I had an interesting conversation with Bob McCoy this week. McCoy is a respiratory therapist (RT) and the managing director of Valley Inspired Products.

It turns out he’ll be giving a presentation at the AARC Congress 2012 next month in New Orleans about how RTs need to be identifying opportunities to provide value-added care in this challenging environment.

Sounds like your standard fare, right? Opportunities and challenging environment have to be three of the most frequently written words by the HME News team.

As we continued talking, however, I learned that McCoy has a different take on how he thinks these opportunities should play out, at least in the respiratory space.

Let me back up: I hear a lot from HME providers that if only lawmakers and government officials knew and understood the services they provided and the impact those services can have on patient care and outcomes, they wouldn’t be pulling the rug from underneath their feet all the time.

This is true.

But instead of trying so hard to fight the image that some lawmakers and government officials have about HME providers as drop-shippers, McCoy believes the industry should move on.

He explains:

“There’s going to be a model change. If we still have HME providers in the future, they’re going to be efficient UPS people. If you’re a typical HME provider and you’re still just doing the equipment model, you’re going to have to get real efficient at it. The models that are coming up spin off the service component. You spin off the service component, so it’s not bundled to the equipment, but it works in conjunction with your HME.”
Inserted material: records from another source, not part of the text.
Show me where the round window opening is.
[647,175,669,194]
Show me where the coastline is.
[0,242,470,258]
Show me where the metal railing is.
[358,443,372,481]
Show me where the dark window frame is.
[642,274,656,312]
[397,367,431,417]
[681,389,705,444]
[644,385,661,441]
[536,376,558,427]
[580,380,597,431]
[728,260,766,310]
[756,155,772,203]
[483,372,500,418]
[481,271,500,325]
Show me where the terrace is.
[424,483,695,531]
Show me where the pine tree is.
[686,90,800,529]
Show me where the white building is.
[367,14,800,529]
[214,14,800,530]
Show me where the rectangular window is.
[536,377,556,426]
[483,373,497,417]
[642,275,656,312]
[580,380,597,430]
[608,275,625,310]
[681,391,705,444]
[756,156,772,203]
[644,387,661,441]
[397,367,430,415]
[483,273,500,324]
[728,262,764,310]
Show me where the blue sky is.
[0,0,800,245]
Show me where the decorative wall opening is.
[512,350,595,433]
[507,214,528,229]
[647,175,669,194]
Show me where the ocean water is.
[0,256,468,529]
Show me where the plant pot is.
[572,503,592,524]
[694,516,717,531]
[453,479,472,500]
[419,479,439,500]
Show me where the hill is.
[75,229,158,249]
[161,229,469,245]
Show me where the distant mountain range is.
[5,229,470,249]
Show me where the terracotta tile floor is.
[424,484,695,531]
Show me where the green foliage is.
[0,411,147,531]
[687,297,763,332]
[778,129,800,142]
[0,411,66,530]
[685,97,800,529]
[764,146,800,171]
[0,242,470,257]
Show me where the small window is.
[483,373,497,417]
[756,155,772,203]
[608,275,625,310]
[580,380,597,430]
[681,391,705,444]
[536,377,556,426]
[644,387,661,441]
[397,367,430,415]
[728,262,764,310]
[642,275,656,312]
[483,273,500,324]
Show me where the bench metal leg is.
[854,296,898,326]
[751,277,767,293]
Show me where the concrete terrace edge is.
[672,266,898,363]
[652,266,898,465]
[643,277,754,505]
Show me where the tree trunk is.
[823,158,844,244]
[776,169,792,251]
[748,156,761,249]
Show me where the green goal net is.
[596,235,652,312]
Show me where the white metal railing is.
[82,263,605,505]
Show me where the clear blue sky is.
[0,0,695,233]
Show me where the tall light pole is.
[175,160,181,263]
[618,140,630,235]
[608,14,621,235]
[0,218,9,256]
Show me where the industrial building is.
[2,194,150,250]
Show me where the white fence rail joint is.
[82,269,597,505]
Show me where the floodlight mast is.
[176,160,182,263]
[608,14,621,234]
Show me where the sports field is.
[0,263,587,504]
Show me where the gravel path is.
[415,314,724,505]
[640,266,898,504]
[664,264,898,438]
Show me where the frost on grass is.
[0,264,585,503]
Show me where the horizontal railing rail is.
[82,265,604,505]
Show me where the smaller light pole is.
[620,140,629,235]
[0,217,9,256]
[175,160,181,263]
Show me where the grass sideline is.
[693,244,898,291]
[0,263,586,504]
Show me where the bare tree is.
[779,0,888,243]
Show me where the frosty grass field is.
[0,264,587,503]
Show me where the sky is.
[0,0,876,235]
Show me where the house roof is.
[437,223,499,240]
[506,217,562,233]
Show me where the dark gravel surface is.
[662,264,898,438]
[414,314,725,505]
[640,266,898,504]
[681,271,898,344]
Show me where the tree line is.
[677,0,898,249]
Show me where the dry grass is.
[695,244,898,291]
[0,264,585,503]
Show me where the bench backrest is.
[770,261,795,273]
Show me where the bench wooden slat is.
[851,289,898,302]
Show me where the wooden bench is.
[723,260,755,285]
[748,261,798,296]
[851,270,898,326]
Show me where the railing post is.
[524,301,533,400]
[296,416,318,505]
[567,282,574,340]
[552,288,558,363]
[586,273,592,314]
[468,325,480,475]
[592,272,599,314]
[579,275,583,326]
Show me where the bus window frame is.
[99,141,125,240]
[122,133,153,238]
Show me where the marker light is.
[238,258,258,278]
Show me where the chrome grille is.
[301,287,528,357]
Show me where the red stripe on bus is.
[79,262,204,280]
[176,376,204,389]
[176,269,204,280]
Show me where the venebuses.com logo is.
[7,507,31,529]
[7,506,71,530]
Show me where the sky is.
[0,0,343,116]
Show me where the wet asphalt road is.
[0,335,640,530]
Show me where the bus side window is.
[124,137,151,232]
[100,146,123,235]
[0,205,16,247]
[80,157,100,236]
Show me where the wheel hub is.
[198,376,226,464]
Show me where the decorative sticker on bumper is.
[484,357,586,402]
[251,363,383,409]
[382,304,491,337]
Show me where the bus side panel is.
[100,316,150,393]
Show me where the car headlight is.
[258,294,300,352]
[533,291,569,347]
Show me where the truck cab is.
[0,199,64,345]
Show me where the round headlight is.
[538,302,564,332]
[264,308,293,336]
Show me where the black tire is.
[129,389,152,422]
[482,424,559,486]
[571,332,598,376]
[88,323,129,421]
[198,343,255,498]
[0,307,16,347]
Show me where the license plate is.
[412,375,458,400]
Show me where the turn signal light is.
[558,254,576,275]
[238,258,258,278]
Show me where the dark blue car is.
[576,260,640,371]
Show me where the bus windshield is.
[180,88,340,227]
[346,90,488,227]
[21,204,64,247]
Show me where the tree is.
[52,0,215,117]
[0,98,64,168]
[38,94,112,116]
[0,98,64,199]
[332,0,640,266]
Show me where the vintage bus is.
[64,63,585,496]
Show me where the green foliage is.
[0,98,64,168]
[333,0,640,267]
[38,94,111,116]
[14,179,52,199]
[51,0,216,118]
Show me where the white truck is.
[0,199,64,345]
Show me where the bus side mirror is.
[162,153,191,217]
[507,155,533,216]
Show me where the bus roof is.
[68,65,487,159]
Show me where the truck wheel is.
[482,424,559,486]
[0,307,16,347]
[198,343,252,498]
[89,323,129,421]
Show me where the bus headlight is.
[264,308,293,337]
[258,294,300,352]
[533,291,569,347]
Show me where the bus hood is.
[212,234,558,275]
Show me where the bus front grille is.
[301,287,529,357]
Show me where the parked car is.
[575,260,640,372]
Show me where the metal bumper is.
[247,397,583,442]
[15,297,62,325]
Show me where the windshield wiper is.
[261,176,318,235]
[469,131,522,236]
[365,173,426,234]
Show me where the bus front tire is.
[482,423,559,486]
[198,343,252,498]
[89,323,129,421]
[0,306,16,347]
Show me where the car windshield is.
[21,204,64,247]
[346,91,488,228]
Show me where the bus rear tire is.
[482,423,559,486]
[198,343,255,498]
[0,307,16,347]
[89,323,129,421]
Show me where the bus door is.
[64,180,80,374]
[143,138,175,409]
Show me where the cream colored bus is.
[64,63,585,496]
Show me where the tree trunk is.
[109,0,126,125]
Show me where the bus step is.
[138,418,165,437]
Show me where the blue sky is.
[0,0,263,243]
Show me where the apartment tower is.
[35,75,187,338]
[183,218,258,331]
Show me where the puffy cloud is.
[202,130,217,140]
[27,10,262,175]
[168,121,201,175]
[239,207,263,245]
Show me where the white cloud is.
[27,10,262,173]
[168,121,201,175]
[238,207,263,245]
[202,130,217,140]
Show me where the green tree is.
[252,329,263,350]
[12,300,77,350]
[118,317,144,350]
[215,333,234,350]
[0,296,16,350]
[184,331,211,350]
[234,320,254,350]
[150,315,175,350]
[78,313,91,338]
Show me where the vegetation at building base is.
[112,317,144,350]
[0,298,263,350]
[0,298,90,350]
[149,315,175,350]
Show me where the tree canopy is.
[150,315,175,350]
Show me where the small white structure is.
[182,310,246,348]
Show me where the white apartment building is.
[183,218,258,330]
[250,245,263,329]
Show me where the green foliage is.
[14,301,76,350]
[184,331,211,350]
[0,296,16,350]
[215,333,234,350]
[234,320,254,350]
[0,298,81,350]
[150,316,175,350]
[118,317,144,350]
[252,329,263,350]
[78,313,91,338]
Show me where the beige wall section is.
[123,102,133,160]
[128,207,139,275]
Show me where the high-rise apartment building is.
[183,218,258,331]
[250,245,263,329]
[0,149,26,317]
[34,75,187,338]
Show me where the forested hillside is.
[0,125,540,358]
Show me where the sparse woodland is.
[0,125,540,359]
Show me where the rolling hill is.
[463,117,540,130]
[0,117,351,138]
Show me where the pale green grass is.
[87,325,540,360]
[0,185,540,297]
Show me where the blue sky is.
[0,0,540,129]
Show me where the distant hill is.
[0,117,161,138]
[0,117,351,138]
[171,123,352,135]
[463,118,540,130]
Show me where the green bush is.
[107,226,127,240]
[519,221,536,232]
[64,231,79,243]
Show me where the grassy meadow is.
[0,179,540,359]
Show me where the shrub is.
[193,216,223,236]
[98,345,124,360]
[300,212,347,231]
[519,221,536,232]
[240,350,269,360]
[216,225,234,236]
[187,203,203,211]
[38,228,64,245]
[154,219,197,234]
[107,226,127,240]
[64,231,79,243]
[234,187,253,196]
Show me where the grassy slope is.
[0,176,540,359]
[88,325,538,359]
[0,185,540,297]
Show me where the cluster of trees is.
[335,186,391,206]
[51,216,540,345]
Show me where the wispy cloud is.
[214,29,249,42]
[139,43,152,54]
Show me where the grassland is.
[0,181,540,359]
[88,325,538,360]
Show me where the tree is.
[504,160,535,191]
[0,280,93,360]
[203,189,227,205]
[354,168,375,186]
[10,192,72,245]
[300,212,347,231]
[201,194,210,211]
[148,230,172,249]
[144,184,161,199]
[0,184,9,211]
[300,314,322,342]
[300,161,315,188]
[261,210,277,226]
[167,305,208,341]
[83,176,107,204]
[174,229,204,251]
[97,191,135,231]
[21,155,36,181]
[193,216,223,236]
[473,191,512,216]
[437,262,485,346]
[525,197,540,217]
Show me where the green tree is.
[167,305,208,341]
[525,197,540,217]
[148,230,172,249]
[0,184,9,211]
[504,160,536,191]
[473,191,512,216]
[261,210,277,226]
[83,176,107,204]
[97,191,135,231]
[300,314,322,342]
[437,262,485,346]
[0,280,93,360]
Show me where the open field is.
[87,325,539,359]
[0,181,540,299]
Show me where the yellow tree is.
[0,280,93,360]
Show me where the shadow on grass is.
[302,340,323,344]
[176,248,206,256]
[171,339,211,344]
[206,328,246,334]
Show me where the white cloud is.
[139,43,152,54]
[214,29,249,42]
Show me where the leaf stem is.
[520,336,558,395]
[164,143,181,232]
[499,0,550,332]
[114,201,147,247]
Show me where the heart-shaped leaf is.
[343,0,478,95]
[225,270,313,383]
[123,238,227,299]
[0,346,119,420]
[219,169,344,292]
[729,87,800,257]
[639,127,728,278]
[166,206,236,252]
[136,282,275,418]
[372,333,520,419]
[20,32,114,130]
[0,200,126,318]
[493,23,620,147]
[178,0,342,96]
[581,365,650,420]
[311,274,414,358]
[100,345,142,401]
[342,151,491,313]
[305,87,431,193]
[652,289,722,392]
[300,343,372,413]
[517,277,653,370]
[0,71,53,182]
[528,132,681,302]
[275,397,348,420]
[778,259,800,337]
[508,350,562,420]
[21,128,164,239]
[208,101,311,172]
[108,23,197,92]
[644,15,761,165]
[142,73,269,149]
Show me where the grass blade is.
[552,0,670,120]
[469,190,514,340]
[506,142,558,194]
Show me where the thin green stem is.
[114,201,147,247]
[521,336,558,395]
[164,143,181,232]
McCoy says he’s putting his money where his mouth is with a new company called Valleyaire Respiratory Services dedicated to providing RT services to hospitals and healthcare systems to help them educate patients, improve outcomes and reduce re-admissions.

“They think hospital RTs are going to solve the problem, but it’s not going to work, because they don’t know the home,” he said. “The clinical issues and needs in the home haven’t been defined. There are no standardized procedures. There’s a wide-open opportunity to provide professional RT services in the home.”

As for reimbursement: McCoy has no problem with swapping Medicare reimbursement for hospital contracts, especially when he knows his services can help those hospitals save big money on patients with congestive heart failure and other chronic conditions.

“It’s the new frontier,” he said. “It has to happen.”